150 Years of the Civil War

“By the summer of 1861, Wilmer McLean had had enough. Two great armies were converging on his farm. What would be the first major battle of the Civil War, Bull Run – or Manassas as the confederates called it – would soon rage across the aging Virginian’s farm, a Union shell going so far as to explode in the summer kitchen. Now McLean moved his family away from Manassas, far south and west of Richmond, out of harm’s way, he prayed, to a dusty little crossroads called Appomattox Court House. And it was there in his living room three and a half years later that Lee surrendered to Grant. And Wilmer McLean could rightfully say that ‘the war began in my front yard and ended in my front parlor.’”

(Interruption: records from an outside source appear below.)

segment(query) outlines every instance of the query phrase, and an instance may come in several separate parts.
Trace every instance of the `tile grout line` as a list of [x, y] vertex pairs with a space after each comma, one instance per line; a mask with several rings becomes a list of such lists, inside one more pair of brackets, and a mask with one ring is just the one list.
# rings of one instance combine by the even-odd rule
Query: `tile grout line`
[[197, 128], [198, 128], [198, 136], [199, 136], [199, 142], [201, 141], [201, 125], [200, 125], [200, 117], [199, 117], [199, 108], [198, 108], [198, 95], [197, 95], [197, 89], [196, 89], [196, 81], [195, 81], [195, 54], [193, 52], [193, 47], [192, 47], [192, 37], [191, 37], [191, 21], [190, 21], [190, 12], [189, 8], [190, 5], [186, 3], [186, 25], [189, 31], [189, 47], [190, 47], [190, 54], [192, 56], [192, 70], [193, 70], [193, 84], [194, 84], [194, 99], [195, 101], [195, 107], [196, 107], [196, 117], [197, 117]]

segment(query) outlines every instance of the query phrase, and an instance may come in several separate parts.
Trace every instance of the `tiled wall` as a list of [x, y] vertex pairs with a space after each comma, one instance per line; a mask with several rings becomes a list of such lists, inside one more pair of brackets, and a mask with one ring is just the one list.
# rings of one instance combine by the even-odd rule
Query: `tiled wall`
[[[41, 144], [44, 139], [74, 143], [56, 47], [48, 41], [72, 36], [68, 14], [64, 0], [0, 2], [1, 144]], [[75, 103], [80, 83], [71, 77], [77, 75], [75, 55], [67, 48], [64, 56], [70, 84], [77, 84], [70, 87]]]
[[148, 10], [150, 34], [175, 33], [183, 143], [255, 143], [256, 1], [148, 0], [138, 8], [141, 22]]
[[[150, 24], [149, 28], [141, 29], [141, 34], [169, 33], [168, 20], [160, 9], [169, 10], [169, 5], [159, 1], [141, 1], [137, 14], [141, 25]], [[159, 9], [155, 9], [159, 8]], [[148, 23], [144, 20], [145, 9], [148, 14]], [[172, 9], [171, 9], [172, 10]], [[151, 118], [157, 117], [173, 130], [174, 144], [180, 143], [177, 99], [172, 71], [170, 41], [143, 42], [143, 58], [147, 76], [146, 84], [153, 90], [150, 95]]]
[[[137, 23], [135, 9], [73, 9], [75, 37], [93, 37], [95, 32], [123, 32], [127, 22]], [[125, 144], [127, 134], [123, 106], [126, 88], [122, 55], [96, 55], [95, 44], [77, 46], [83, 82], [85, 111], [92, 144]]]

-Ken Burns’ The Civil War, Episode 1

Yesterday marked the 150th anniversary of the First Battle of Manassas. I am not a Confederate but somehow I find the name more poetic and so I use it, also it’s easier to find on a map. While the start of the war could be traced to the April 12 shelling of Fort Sumter in Charleston Harbor, or even earlier to the state secessions, John Brown’s raid on Harpers Ferry or the Bleeding Kansas border war, it was this Virginia battle 30 miles from Washington, D.C. that brought the war home for both Americas.

Following the Union’s routed retreat to Washington from the bloodiest day yet on American soil, the situation turned from a hotheaded rebellion into an honest-to-God war – a joined effort that anyone watching would have to conclude wasn’t going to end anytime soon, despite the wishes and best efforts of either side. (That is a lesson which would be soberly and tragically re-taught fifty years later, in the farmlands of France in the opening phases of World War I.)

To the North, it was clear they had a lot of work to do. To the South, it was a revelation that they were not in for a quick series of spirited engagements; rather, many, many Southern sons would die in pursuit of their own country.

Bull Run is also famous for granting the nickname to Thomas “Stonewall” Jackson, one of the most colorful characters in a war with no shortage of them.

As the only war on American territory since the Revolution, the war affected everybody in an unimaginably immediate way. Three percent of the population became casualties. Death rates among uniformed men were in the vicinity of 20%. Both sides were taxed and issued fiat dollars to finance the enterprise. Both sides’ sons were conscripted into arms and marched probably thousands of miles, and both sides’ resources looted and foraged for at will. That is to say nothing of those civilians caught in the crossfire of the war’s historic skirmishes, and of course of the slaves, whose fates were a motivating cause for the war to begin with.

The war came home most bitterly to those in the Deep South as victims of William Tecumseh Sherman’s slash-and-burn March to the Sea. Eschewing the military objectives of incapacitating armies and taking key cities, Sherman sought to destroy the South’s material ability and psychological will to wage war entirely, burning the city of Atlanta and ransacking the Georgia plantation countryside for his own army’s resources. In a final ignominy, Sherman turned north and struck at South Carolina, the vanguard of secession. To this day his name profanes public speech in the South.

Burns opened his film with searing testimony from a war veteran and future Supreme Court Justice, the Yankee from Olympus, Oliver Wendell Holmes:

“We have shared the incommunicable experience of war. We felt – we still feel – the passion of life to its top. In our youths our hearts were touched with fire.”

The war affected everybody, and given the prominence of the United States since 1865, it has affected us all today, American and non alike.